Regardless of the business sector in which your company operates, chances are you're struggling with data overload. In fact, the wrangling of data has become a huge area of focus for most IT organizations.
"Everybody is drowning in data, and we haven't even seen a massive amount of data yet," says Hossein Eslambolchi, CEO of 2020 Venture Partners, which provides IT consulting service to venture capital firms. Eslambolchi is author of 2020 Vision (Silicon Press, 2006), an exploration of how IT will transform business over the next decade. He expects data to become a growing challenge over the next 10 years, as wireless carriers beef up networks to support data consumption via super-fast broadband connections.
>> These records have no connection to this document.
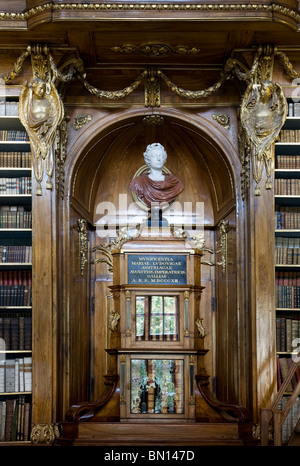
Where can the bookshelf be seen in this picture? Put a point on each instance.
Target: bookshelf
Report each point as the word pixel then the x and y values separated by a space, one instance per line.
pixel 287 249
pixel 15 276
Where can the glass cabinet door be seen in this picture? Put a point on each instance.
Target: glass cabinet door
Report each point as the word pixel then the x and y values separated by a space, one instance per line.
pixel 157 386
pixel 156 318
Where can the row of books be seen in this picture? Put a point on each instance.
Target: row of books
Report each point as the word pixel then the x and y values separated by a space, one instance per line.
pixel 287 218
pixel 13 135
pixel 15 159
pixel 291 420
pixel 283 365
pixel 9 108
pixel 286 162
pixel 15 332
pixel 15 419
pixel 289 135
pixel 15 217
pixel 287 250
pixel 18 185
pixel 287 292
pixel 15 254
pixel 294 109
pixel 287 187
pixel 16 375
pixel 15 288
pixel 287 333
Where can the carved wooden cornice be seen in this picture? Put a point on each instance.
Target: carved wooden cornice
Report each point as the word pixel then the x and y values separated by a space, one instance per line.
pixel 222 11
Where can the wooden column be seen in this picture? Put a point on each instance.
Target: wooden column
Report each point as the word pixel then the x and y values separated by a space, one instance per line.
pixel 44 313
pixel 262 297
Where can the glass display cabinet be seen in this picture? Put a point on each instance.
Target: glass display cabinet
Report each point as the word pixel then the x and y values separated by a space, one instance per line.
pixel 156 347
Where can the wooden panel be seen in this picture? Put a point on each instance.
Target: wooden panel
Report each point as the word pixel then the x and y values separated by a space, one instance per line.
pixel 227 371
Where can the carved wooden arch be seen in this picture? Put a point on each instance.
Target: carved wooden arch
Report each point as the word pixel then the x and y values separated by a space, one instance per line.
pixel 201 129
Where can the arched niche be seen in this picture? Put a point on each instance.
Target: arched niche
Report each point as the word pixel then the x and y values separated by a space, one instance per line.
pixel 101 162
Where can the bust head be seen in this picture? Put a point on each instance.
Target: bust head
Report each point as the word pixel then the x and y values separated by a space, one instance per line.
pixel 155 156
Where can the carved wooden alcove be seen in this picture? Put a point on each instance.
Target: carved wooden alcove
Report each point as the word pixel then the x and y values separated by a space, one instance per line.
pixel 201 153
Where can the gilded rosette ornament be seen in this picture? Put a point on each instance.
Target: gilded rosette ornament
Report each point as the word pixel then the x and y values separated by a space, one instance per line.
pixel 41 112
pixel 263 113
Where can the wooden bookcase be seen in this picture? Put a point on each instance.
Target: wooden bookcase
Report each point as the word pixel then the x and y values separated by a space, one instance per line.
pixel 287 249
pixel 15 275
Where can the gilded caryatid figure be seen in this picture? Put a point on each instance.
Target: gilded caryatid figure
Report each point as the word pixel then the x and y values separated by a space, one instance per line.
pixel 263 112
pixel 41 112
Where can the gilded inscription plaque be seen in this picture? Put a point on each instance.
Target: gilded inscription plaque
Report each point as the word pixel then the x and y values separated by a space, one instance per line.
pixel 157 269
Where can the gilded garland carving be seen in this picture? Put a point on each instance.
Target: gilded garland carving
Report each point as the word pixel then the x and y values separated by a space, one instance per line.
pixel 106 249
pixel 200 327
pixel 81 120
pixel 262 115
pixel 222 119
pixel 44 434
pixel 152 89
pixel 155 50
pixel 43 137
pixel 223 228
pixel 83 243
pixel 112 95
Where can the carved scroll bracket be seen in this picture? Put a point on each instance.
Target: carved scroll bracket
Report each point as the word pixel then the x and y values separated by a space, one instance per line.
pixel 44 434
pixel 262 115
pixel 223 227
pixel 83 243
pixel 124 234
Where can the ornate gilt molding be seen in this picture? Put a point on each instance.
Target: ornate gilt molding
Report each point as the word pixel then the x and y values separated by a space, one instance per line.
pixel 223 227
pixel 44 434
pixel 83 243
pixel 155 50
pixel 152 88
pixel 153 120
pixel 113 321
pixel 200 327
pixel 112 95
pixel 222 119
pixel 196 241
pixel 81 120
pixel 262 115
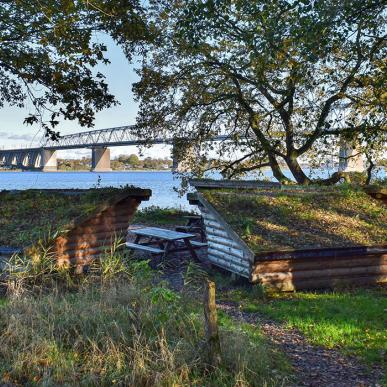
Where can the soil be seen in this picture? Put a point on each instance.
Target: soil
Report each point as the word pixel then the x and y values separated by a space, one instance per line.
pixel 313 366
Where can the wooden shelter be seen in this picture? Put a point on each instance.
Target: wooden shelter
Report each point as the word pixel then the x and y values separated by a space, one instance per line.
pixel 287 257
pixel 87 225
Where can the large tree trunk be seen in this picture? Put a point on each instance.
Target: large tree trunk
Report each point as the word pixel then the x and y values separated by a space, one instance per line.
pixel 296 170
pixel 277 172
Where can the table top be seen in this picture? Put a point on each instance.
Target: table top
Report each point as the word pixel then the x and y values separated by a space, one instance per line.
pixel 162 233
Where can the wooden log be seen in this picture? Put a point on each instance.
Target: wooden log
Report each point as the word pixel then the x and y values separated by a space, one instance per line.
pixel 216 232
pixel 213 224
pixel 223 241
pixel 225 249
pixel 280 276
pixel 228 265
pixel 211 322
pixel 289 265
pixel 326 282
pixel 228 257
pixel 97 229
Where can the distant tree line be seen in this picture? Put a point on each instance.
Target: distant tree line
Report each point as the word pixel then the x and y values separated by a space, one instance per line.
pixel 120 163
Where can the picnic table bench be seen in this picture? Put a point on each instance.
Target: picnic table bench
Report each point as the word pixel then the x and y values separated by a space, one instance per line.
pixel 159 241
pixel 194 225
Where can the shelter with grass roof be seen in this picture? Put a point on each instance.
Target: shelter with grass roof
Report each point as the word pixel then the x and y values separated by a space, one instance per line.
pixel 291 237
pixel 73 226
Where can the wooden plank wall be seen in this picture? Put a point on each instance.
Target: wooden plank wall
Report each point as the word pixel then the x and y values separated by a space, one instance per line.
pixel 92 237
pixel 320 272
pixel 223 250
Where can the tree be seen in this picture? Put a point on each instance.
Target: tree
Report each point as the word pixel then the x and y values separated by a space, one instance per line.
pixel 48 51
pixel 133 160
pixel 285 80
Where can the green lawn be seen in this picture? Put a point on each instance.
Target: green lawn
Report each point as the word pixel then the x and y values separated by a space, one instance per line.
pixel 122 326
pixel 351 321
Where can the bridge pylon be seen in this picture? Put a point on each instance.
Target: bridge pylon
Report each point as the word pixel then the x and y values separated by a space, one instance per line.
pixel 100 159
pixel 49 160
Some companies are doing what they can today to squeeze the most value out of the massive amounts of data they're shepherding. What follows are tales of how four very different enterprises have made headway in wrangling data. For more on this topic, read the article "Business Intelligence: Five Tips for Managing Data."
ComScore: Analyzing Data Where It Sits
Few companies can claim that data are more important to their business than ComScore, which monitors the online behavior of some 2 million consumers around the world. The company collects information ranging from general online activity--such as sites visited--to granular details, such as mouse movements and clicks. It then uses that information to provide projections that companies use to plan every part of their digital strategies, including marketing, sales and product development.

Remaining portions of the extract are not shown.